Auckland held the two of us in a state of awe. We drove – very well, she drove; I sat in the passenger seat, the closest I have ever come to the action in my long non-driving life – across the isthmus on a recent Thursday afternoon, in the smoky light of winter, father and daughter having nothing better to do than hang out with each other in traffic. I was so happy. Our outing felt like a family holiday. We chatted about travelling to England together one day and I imagined that we were already tourists in somewhere like Cornwall or Yorkshire. In fact, we were headed for East Tāmaki.

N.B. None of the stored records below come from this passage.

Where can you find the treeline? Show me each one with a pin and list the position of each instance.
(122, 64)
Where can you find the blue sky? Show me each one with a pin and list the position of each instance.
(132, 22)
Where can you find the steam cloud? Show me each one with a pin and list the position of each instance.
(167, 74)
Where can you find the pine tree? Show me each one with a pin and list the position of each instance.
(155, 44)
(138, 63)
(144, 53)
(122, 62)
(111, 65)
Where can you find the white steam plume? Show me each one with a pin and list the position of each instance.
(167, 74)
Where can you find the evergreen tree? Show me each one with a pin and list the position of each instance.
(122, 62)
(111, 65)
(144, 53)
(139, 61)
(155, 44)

Auckland has it all, as in it has all the sticky mangrovial creeks you could ever want, creating a giant kind of wetland interrupted by housing. No, she said, she never gets homesick. She loves Dunedin. She wears Speights jerseys to Highlanders games – she was shown on the big screen at one game, cheering, an avid blonde fan raised in West Auckland on the Te Atatū Peninsula. I suggested we drive out that way or maybe Henderson. She suggested East Tāmaki. Her cousin Nina told her it had great op shops. I would have said yes to anywhere. I am forever haunted by thoughts of parents who never see their kids, who don’t know their kids – the scariest word in the English language is estranged.

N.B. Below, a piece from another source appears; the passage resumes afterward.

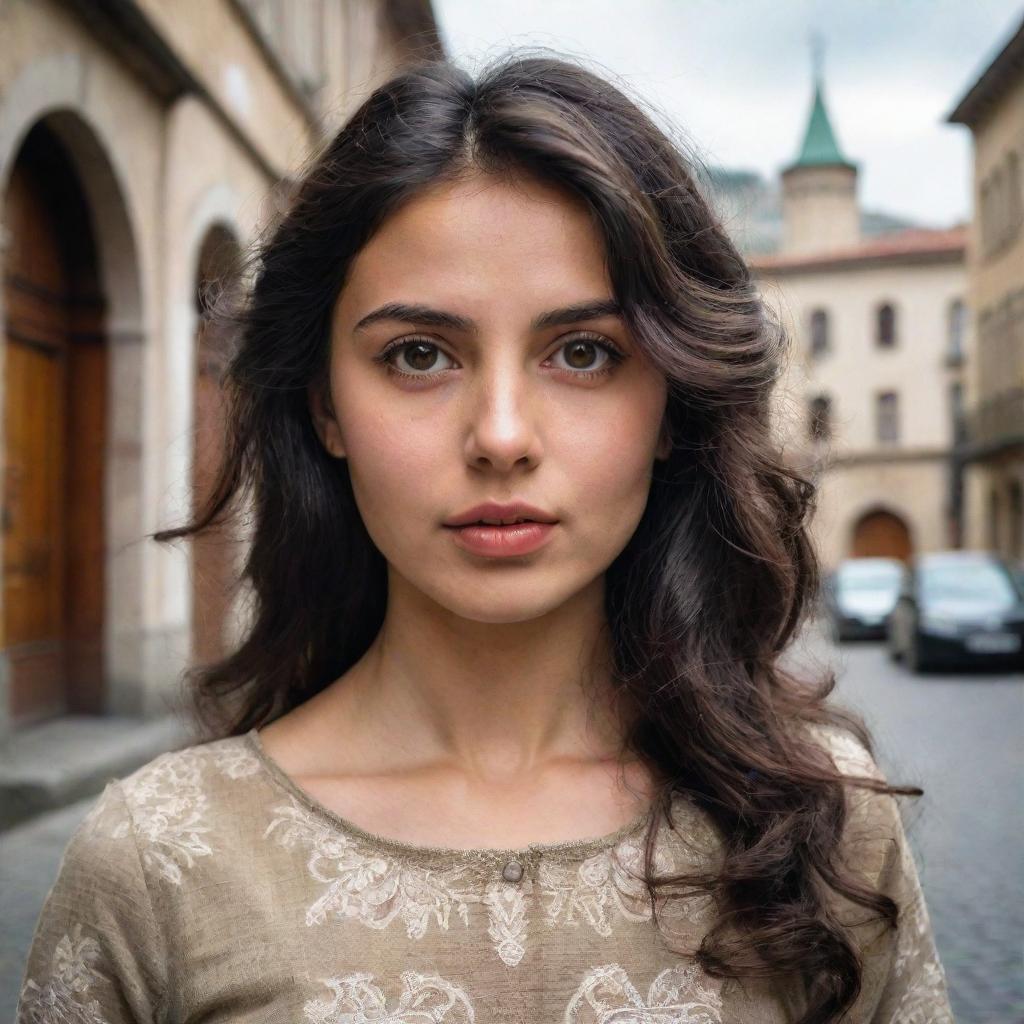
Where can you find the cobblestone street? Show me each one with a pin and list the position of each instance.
(960, 738)
(957, 736)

Auckland is never the road less travelled. Every road is glued with traffic, a city of automobiles often not very mobile at all, stuck on motorways and at the lights – but such is the price you pay for living in New Zealand’s best and biggest city, with its grassy volcanic cones and hibiscus blooming pink and orange even in winter. We headed south. East Tāmaki is veering towards the airport. She asked what I’d like to listen to and I said Taylor. She sang along to Fearless beneath the flight path.

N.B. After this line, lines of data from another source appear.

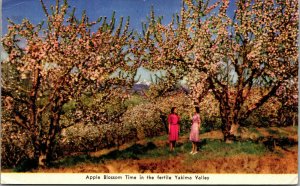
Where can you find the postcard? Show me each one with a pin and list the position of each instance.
(192, 92)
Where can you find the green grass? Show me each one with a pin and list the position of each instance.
(217, 148)
(255, 131)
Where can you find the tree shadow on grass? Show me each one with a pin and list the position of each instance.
(133, 152)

Auckland is many Aucklands, moneyed and broke, living in mansions and in TENANTS PARKING ONLY units, cocktails at harbourside and sitting with a cup of tea on front porches watching trains rattle past their fence. East Tāmaki was something else altogether. It was six-lane highways with warehouses on either side. No one walked the pavements. I saw one person in a bus shelter – he looked as though he’d been waiting there for five or six years. We shopped and chatted, travelled and chatted, played Red and chatted. All parents develop patterns and languages with their kids; I tried to get us back to our old reliable dynamic, in which I play the idiot and she scolds my stupidity, but she had got too old for it. She wanted actual conversation.
Auckland is 1.65 million people (2023 census), including the happy Vietnamese woman who manages Country Roast next to the SPCA op shop in East Tāmaki. I ordered chips and a cup of tea, and got to talking. She said she worked from 9am until 9pm, six days a week. She had two kids, aged 16 and 13. “They say, ‘We never see you!’ But we spend Sundays together.” I asked, “Doing what?” She said, “Drives.” I was lucky. I had a carefree Thursday to share with my kid, 18, on the yellow brick roads of Auckland’s damp, magical Oz.
Auckland twilight has a fragile beauty in winter; in East Tāmaki, the sky sad and lonesome above Shower Solutions and Universal Granite Ltd. We headed home. I asked, “What are the five most monumental moments of your life?” Her answers were like an edited highlights package of a happy childhood growing up in pretty, ambitious, desperate, watery, hard-working, hanging-in-there, traffic-jammed Auckland.